La géographie joue un rôle clé dans votre quotidien de sportif, et en Belgique, le contraste est frappant. Le "Plat Pays" est, paradoxalement, une terre de grimpeurs passionnés. Si vous choisissez l’escalade, la pratique est accessible toute l’année. La Wallonie regorge de sites d'escalade en bord de Meuse ou d'Ourthe, offrant un calcaire de grande qualité. De la majestueuse falaise de Freÿr aux blocs de Beez ou de Marche-les-Dames, il y a toujours un rocher à portée de voiture. Et si la météo belge fait grise mine, le réseau de salles d'escalade et de centres d'escalade indoor (à Bruxelles, Liège ou Gand) est l'un des plus denses d'Europe, offrant une solution de repli parfaite pour s'entraîner après le travail.

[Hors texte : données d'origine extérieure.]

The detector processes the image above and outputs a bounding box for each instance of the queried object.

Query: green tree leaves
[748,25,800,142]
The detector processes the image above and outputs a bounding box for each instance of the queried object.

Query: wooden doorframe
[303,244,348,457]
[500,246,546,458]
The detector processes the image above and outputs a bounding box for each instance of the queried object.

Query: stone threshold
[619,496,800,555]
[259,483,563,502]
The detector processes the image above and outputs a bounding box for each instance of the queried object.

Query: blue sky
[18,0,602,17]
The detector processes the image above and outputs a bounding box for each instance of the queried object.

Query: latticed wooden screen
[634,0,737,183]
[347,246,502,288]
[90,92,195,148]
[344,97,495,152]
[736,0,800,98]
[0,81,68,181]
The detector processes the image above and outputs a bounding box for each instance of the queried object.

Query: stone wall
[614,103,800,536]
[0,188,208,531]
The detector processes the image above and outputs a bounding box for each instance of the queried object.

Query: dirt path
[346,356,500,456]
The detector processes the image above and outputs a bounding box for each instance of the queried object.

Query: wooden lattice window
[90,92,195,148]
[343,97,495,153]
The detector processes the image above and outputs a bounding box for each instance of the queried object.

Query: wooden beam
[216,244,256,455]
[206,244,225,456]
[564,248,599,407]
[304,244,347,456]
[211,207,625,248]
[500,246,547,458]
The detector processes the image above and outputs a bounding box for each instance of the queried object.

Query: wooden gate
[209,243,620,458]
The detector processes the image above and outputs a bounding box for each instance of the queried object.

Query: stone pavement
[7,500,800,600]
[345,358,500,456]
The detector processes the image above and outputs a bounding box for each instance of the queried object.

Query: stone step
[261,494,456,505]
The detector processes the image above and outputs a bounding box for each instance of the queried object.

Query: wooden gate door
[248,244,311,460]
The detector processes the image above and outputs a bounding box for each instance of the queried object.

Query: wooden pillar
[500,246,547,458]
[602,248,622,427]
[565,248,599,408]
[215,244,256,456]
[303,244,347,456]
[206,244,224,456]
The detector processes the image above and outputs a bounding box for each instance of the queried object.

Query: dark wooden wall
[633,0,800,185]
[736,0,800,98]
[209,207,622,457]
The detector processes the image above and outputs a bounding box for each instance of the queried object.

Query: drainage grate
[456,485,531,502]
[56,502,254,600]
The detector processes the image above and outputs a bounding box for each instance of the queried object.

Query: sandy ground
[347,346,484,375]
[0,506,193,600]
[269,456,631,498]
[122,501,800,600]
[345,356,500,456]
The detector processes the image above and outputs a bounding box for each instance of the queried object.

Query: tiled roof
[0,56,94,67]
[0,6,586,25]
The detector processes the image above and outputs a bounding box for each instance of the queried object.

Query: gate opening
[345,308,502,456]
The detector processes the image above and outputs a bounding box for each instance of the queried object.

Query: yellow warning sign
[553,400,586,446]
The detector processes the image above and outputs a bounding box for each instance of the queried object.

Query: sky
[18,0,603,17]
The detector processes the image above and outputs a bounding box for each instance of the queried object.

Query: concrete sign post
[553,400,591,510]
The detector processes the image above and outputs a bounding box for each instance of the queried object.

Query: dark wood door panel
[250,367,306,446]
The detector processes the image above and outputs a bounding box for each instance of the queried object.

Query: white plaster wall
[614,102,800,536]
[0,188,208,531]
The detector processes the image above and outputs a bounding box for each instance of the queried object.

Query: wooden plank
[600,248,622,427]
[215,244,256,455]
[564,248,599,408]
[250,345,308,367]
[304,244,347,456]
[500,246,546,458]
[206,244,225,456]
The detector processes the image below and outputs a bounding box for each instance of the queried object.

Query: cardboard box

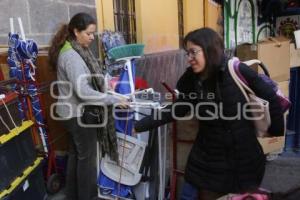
[258,136,285,154]
[277,81,290,97]
[237,37,290,82]
[290,43,300,67]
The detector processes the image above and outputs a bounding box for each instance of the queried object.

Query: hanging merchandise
[7,33,48,154]
[98,31,144,199]
[224,0,274,49]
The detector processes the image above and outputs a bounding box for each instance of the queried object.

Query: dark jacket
[135,58,284,193]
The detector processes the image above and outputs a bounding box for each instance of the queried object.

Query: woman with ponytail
[49,13,127,200]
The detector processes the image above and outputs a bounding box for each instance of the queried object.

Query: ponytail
[48,24,69,70]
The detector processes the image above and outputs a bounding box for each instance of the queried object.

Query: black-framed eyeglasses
[185,49,202,58]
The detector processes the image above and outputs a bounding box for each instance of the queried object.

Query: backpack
[233,58,291,113]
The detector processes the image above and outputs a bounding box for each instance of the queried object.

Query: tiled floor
[48,153,300,200]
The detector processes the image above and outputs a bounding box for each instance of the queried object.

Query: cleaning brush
[108,44,145,60]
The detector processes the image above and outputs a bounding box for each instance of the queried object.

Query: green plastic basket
[108,44,145,60]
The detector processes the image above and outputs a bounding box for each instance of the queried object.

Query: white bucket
[100,133,147,186]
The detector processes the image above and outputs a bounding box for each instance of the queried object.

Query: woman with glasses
[135,28,284,200]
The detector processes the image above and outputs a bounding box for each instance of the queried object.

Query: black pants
[63,118,97,200]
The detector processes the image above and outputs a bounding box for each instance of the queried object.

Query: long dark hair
[183,28,224,77]
[48,13,96,70]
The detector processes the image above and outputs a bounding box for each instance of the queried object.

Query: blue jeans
[180,182,198,200]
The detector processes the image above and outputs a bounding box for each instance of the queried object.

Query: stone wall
[0,0,96,45]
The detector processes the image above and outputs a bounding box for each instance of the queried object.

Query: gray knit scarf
[70,40,118,162]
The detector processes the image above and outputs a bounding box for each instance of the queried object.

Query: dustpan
[100,133,146,186]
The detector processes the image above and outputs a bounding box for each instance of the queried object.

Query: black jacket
[135,61,284,193]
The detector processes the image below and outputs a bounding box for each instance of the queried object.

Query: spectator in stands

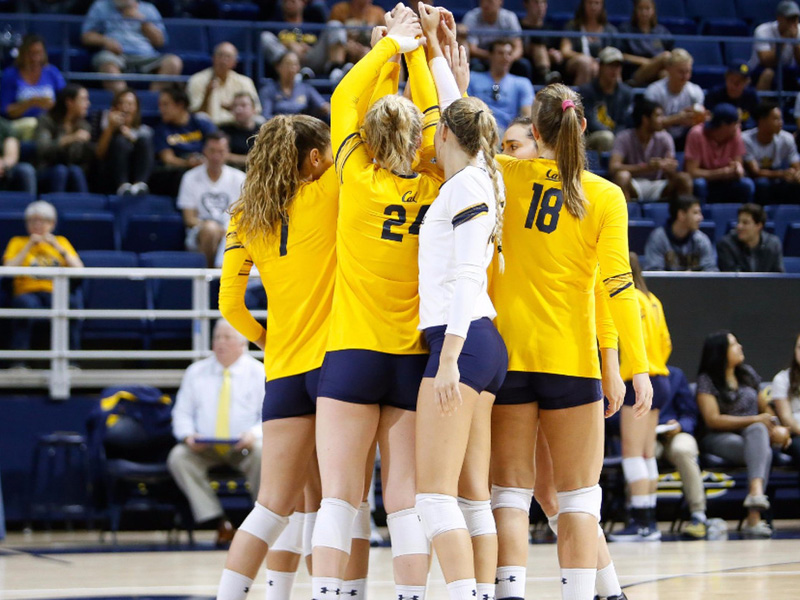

L'alpinisme, en revanche, impose une tout autre logistique pour un résident belge. Comme il n'y a pas de haute montagne sur notre territoire, la discipline se vit par "expéditions". Pour gravir le Mont-Blanc, explorer le massif des Écrins ou les aiguilles de Chamonix, vous devez planifier vos déplacements vers les Alpes ou les Pyrénées. Cela implique d'accepter une organisation plus lourde : trajet, accès aux refuges, et gestion de l'altitude. L'alpiniste belge doit être particulièrement patient et flexible ; il doit souvent "guetter le créneau" météo depuis la Belgique avant de prendre la route. C'est une discipline qui se vit par sessions intenses, souvent lors de stages d'été pour les courses d'alpinisme rocheuses ou en hiver pour s'essayer à l'escalade sur glace.